I believe that depends on your definition of improving. It seems to me that you are attempting to progress HOdlcoin which is not the same as improving it.
To continue with that thought, if I mine with a pool (let's use optiminer's as the example), and my payouts come in 50 HODL each payments, those are worth (at the moment) about 10 cents usd. Optiminer's pool sends the payment to me, and a 1 cent fee is incurred (which is destroyed). So that's 1/10th the value of the payment. I will assume the pool is not likely to be absorbing those costs out of the goodness of their hearts. So let's say they get passed on to the miners. Now my payment of 50 HODL has cost me 5 HODL on top of the pool fee (1%, or .5 HODL) I was already paying which effectively brings the pool fee to 11%. Who among us wouldn't die laughing if a pool advertised an 11% fee?
Now I HODL those 50 in the wallet, and another 10% is taken in transaction fees? So by the time I get paid for mining and get my nuts safely hodled away, I actually get a value of 39.5 HODL out of a block of 50. 21% in fees for every 50 HODL is straight out nuts. Not to mention the compounded loss when you start talking about interest lost on the coins that are taken up in fees.

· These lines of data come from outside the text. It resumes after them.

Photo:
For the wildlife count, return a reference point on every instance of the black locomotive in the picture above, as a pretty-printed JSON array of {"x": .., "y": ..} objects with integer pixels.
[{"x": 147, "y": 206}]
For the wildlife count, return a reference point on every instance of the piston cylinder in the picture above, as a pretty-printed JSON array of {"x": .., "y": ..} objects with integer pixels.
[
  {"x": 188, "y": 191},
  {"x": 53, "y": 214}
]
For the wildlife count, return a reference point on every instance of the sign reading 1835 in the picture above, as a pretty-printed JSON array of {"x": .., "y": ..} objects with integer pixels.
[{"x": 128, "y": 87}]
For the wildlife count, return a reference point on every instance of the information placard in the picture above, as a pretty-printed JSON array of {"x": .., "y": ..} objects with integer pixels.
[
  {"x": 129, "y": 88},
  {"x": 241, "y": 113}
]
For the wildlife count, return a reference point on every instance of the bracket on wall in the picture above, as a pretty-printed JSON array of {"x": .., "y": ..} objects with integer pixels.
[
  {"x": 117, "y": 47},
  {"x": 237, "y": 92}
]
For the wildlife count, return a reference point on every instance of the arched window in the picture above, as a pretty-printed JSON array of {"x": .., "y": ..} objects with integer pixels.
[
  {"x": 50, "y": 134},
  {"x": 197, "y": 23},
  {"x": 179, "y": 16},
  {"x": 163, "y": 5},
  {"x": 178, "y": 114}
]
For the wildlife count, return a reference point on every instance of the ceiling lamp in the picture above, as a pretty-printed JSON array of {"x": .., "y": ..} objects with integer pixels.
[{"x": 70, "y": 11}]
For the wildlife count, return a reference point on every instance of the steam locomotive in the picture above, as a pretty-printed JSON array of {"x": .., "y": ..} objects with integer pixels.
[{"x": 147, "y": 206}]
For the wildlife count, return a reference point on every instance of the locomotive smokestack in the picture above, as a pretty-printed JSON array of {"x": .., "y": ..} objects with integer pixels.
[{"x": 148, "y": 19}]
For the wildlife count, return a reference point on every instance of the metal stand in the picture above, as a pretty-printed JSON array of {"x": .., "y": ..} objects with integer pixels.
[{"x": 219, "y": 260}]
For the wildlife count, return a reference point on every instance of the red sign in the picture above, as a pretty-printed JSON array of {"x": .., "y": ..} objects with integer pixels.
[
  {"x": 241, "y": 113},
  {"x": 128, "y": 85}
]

So ok, yes, you can mitigate this some by pools upping the minimum payout amount so that the percentage of the total payment that is taken by the 1 cent fee is less, but then the pool is now holding on to my HODL that could be earning interest in my wallet. Meanwhile, in my wallet, I'm having to mimic the pool's payout scheme when I HODL by waiting until I have a substantial balance to HODL in order to minimize the impact the fee will have as a percentage of my HODL transaction. And the longer I wait, the more interest I lose out on. You also put massive pressure on HODL'ers to choose the longer term deposits, because doing short term deposits will cost more in transaction fees (re-hodling every say 30 days to keep your HODL somewhat liquid would cost you the transaction fee 12 times a year instead of 1 with a yr HODL). And voila, we're back to everyone having to HODL for a year, only now it's not a requirement, it's the only economically sensible thing to do.
If you really want to implement something like this now you need to write it to scale to the current value of a HODL, maybe updating the fee amount once a month (or week, or day, whatever is reasonable). And right now 1 cent per transaction is highway robbery.